The National Identity Scheme is not, and never was, about the ID card. It was about the database behind it, which will store more information and track you more closely than any system in the Western world.
Blunkett’s proposed mandatory passport will just be the key to the database in the same way as the ID card. To stop this intrusion, we need to kill the cards, the database and the laws that enact the whole sorry scheme.
April 28th, 2009 at 10:47 pm
However, it matters very little anyway. The big brother state is driven by the database, not the cards themselves - the front end we have to present to agents of the state is almost immaterial. If I have to have a passport (when I haven’t left he country for twenty years) under such a scheme then there’s just as much of a chance that one day we will be forced to carry them.
But it’s the database behind them that’s the sinister bit.
April 29th, 2009 at 11:57 am
This story (regarding the Great Bandwagon-Jumper, as a friend of mine referred to him) has been widely reported as David Blunkett doing a big U-turn on identity cards.
Unfortunately, all Blunkett seems to be proposing is that a mandatory small plastic card, keyed to a large, intrusive biometric database, be replaced with a mandatory small cardboard booklet, keyed to a large, intrusive biometric database.
The card (whatever form it takes) is irrelevant - as others have pointed out, it’s the database that’s the really nasty bit.
April 29th, 2009 at 12:05 pm
Will any database be secure from the CIA, whatever has replaced the KGB, and the wealthy states that underwrite much of the world’s violence?

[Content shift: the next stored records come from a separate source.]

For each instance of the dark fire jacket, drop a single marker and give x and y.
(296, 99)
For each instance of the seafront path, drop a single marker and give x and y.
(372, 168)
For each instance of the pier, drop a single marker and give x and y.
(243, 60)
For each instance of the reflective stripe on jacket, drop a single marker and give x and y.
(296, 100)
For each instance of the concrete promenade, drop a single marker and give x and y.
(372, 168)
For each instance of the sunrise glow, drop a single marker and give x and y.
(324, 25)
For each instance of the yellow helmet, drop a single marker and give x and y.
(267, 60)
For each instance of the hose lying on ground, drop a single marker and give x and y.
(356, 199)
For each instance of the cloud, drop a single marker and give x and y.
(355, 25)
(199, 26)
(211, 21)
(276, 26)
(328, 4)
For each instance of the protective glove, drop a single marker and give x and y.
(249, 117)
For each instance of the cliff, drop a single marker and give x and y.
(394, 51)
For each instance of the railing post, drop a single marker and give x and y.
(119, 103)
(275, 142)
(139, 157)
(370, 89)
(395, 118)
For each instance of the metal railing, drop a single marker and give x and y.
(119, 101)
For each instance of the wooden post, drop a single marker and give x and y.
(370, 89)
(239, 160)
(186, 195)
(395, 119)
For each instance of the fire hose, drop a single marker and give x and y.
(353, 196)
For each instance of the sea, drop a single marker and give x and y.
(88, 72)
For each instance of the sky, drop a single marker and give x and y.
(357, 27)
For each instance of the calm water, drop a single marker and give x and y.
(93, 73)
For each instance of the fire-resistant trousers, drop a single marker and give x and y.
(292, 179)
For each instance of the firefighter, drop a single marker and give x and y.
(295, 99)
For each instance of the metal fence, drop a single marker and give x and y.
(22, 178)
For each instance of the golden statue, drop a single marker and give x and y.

Will they not have access to the technology to produce fake documents, which within a few years will anyway probably be being produced by smart kids in their own bedrooms? None of this is about security - it is about control. Security will occur naturally in a benign state characterised by liberty, equity and justice. Perhaps it is time to attempt to realise this age-old English ideal, and to stop beating dissenters on our capital’s street in front of the world’s press.
April 29th, 2009 at 7:12 pm
I am an ex labour supporter I fell out with labour because of the lies which led up to the Iraq war and because of their relentless assault on our civil liberties. I urge people to think very carefully since they are obsessed with collecting data about us and this,biometric passports, is just another manifestation of that creed. Beware, this political leopard will not change its red spots, if re-elected they will bring ID cards and the rest of the intrusive data base State back with avengance.
April 29th, 2009 at 8:02 pm
I can’t help wonder if this was an option considered at the beginning.
Prepare the ground and introduce the database with passports (by lying about the need for them) and then, if ID Cards can’t be forced through abandon them whilst keeping the database.
We must not be distracted by this - the database is the problem, and what they want, the ID Cards are just the public face of it.
May 31st, 2009 at 4:01 pm
Blunketts comments are paving the way for the next step of the ID card scheme. The card has always been a diversion for the implementation of full biometric passport and biometric data base. Sadly, the political parties that claim to oppose the ID card scheme happily vote for the biometric passport component here and in the EU (look at the LibDems voting record in EU).
Those of us opposing this scheme in its entirety must now focus our attentions on the biometric passport. As long as this part of the ID card scheme survives, so does the ID card.